The party consisted of five sturdy boys and a man, the Doctor, not nearly so stalwart in appearance, who seemed about twenty-eight or thirty years old. Each member of the party carried a heavy pack upon his back and each had a gun slung over his shoulder and an axe hanging by his girdle. There were four packmules heavily laden and manifestly weary with the long climb up the mountain.
As the boys were scarcely less weary than the mules they eagerly welcomed Jack Ridsdale's decision to go no farther that day, but rest where they were for the night.
"Now then," Jack resumed as soon as he got his breath again—a thing requiring some effort in the rarefied atmosphere of the high mountain peak—"we're all starved. The first thing to do is to get a fire started and get the kettle on for supper. If some of you fellows will unload the mules and get out the necessary things I'll chop some wood and we'll have a fire going in next to no time."
With that he swung his axe over his shoulder and stalked off into the nearby edge of the wood land. There with deft blows—for he was an expert with the axe—he quickly converted some fallen limbs and dead trees into a rude sort of fire wood which the other boys shouldered and carried to the glade where the Doctor had started a little fire that needed only feeding to become a great one.
During their laborious climb up the steep mountain side the party had found the early November day rather too warm for comfort; but now that the sun had sunk behind the mountain, and evening was drawing near, there was a sharp feeling of coming frost in the atmosphere, and as it would be necessary to sleep out of doors that night with no shelter but the stars, Jack continued his chopping until a great pile of dry wood lay near the fire ready for use during the night.

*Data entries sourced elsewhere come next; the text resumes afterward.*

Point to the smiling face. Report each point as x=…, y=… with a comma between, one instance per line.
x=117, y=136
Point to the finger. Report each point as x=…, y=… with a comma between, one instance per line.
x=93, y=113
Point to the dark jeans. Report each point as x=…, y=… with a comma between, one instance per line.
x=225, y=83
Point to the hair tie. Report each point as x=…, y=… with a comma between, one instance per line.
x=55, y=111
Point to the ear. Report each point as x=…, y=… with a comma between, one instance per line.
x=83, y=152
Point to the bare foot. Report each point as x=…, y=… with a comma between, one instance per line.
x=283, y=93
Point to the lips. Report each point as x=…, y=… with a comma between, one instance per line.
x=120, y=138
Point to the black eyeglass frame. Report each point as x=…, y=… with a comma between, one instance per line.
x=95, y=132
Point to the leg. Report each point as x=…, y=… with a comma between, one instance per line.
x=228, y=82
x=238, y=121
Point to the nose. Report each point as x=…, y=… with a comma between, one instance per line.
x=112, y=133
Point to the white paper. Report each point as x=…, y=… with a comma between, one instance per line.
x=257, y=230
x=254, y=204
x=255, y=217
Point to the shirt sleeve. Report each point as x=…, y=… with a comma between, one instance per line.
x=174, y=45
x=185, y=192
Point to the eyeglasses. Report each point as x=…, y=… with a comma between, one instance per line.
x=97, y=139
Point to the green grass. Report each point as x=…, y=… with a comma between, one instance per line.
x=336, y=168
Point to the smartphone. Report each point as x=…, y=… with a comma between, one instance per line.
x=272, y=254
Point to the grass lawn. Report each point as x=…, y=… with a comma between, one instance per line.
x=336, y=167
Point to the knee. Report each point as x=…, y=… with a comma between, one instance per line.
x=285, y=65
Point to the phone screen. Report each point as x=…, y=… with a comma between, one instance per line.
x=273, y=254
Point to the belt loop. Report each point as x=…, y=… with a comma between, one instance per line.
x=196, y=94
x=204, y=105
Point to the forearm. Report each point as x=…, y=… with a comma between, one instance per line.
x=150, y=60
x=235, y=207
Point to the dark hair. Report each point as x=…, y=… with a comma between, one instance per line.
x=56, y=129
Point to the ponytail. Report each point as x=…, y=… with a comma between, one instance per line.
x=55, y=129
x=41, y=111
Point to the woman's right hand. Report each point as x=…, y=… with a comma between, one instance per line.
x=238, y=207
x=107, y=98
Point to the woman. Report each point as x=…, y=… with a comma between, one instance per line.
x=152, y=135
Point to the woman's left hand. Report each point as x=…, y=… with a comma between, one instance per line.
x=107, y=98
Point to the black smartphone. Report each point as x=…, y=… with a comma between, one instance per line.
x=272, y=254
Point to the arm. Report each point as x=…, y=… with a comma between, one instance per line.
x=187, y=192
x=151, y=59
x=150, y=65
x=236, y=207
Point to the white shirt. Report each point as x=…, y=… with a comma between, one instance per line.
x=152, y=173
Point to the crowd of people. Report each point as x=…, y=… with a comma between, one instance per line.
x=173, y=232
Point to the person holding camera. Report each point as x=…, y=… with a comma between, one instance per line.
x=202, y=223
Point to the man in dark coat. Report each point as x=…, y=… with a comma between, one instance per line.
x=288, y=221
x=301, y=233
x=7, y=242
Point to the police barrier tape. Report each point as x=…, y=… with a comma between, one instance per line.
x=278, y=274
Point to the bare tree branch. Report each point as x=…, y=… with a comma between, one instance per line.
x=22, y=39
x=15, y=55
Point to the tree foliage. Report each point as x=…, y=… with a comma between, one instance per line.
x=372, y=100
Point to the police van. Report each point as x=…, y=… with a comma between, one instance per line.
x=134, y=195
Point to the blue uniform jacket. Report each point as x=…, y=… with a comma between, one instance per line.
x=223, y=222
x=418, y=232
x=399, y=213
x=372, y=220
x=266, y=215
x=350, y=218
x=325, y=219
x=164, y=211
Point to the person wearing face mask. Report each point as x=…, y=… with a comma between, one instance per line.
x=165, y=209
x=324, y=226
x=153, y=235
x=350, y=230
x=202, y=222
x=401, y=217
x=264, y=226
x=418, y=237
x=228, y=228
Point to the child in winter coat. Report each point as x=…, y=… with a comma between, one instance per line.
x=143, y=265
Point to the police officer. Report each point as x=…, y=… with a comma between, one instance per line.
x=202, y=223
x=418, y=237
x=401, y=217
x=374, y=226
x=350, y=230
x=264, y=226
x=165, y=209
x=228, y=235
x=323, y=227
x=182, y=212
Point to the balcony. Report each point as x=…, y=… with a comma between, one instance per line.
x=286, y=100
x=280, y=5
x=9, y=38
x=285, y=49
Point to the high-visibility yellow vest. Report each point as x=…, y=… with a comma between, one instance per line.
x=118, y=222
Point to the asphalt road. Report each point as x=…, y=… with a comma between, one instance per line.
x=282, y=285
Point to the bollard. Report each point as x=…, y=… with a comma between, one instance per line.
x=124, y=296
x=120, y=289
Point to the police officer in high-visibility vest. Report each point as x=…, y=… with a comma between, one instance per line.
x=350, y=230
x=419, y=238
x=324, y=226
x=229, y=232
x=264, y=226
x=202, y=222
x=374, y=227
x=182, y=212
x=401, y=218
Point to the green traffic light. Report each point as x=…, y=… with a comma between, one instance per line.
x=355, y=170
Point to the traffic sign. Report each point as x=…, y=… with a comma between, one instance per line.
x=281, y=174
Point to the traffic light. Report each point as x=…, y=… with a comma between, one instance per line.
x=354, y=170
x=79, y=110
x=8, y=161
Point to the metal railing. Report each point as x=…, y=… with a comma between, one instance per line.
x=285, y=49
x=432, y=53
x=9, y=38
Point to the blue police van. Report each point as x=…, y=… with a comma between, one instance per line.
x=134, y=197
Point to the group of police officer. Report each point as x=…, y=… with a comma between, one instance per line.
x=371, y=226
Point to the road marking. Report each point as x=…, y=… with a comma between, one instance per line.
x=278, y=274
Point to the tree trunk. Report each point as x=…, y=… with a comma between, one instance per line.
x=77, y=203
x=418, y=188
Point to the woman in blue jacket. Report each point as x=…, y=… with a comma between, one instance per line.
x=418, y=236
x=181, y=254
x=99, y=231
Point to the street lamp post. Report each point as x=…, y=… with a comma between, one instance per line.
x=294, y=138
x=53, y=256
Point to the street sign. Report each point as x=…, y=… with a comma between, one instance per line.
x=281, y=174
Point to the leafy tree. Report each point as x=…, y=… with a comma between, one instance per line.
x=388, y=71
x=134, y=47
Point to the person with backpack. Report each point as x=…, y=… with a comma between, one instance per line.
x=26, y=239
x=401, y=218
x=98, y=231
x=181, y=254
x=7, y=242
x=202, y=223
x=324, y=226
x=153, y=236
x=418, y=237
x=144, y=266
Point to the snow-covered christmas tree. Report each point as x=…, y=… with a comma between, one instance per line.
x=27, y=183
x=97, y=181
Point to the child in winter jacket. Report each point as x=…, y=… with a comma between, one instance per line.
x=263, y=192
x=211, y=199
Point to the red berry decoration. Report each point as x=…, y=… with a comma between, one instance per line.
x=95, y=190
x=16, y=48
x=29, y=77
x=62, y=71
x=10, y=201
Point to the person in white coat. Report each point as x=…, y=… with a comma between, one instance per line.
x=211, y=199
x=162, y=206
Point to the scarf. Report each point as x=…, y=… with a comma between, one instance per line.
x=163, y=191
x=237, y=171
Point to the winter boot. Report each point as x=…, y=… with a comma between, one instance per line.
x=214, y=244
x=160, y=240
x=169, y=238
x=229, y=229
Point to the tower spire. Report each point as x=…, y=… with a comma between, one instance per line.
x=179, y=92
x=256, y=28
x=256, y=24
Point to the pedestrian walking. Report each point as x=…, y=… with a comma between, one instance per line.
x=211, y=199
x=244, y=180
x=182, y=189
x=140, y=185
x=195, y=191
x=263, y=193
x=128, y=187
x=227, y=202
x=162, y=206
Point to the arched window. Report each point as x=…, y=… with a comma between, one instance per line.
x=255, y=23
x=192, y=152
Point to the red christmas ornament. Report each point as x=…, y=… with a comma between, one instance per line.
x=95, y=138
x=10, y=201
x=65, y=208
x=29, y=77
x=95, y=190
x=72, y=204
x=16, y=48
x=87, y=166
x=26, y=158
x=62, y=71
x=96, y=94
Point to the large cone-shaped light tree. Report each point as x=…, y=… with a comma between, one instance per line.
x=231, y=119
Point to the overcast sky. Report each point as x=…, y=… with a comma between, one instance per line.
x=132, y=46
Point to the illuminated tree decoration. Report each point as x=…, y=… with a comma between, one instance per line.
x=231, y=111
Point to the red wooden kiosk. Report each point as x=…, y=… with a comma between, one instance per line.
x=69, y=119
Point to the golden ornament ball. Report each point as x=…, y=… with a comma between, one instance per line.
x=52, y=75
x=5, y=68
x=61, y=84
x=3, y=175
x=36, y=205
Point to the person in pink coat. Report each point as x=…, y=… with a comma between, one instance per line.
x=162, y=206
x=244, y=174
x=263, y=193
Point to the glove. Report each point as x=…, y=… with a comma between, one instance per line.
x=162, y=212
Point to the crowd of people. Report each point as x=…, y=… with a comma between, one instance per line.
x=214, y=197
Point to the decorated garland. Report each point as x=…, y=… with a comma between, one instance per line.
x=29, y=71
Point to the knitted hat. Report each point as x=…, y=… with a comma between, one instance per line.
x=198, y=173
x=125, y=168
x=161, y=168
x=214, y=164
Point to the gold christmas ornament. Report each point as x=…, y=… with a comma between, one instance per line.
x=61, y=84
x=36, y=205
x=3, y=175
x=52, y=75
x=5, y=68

In the meantime the other boys busied themselves in getting supper ready. Harry Ridsdale—Jack's younger brother—prepared a great pot of coffee, while Ed Parmly fried panful after panful of salt pork, and Jim Chenowith endeavored to boil some potatoes. "Little Tom" Ridsdale, another brother of Jack's, employed himself in bringing the wood as fast as his brother chopped it, and piling it near the fire. While these things were doing the Doctor had carefully unpacked some of his scientific instruments and hung them up on trees at points, convenient for observation.
Presently Ed Parmly called out: "Now fellows, supper's ready—at least the pork and the coffee are waiting for Jim Chenowith to dish up his potatoes. Come Jim, what's the matter? Are you trying to boil those potatoes into mush?"
"No," answered Jim, jabbing the tubers with a stick which he had sharpened for that purpose, "but somehow the potatoes don't seem to want to get done. Mother always boils them in from ten to twenty minutes, according to their size, and these are about the ten minute size, yet I've boiled them for full half an hour and they're only now beginning to get soft."
"Your mother's potato kettle," said the Doctor, "isn't boiled at an elevation of two thousand feet above the sea level and that," consulting his aneroid barometer, "is about our present altitude."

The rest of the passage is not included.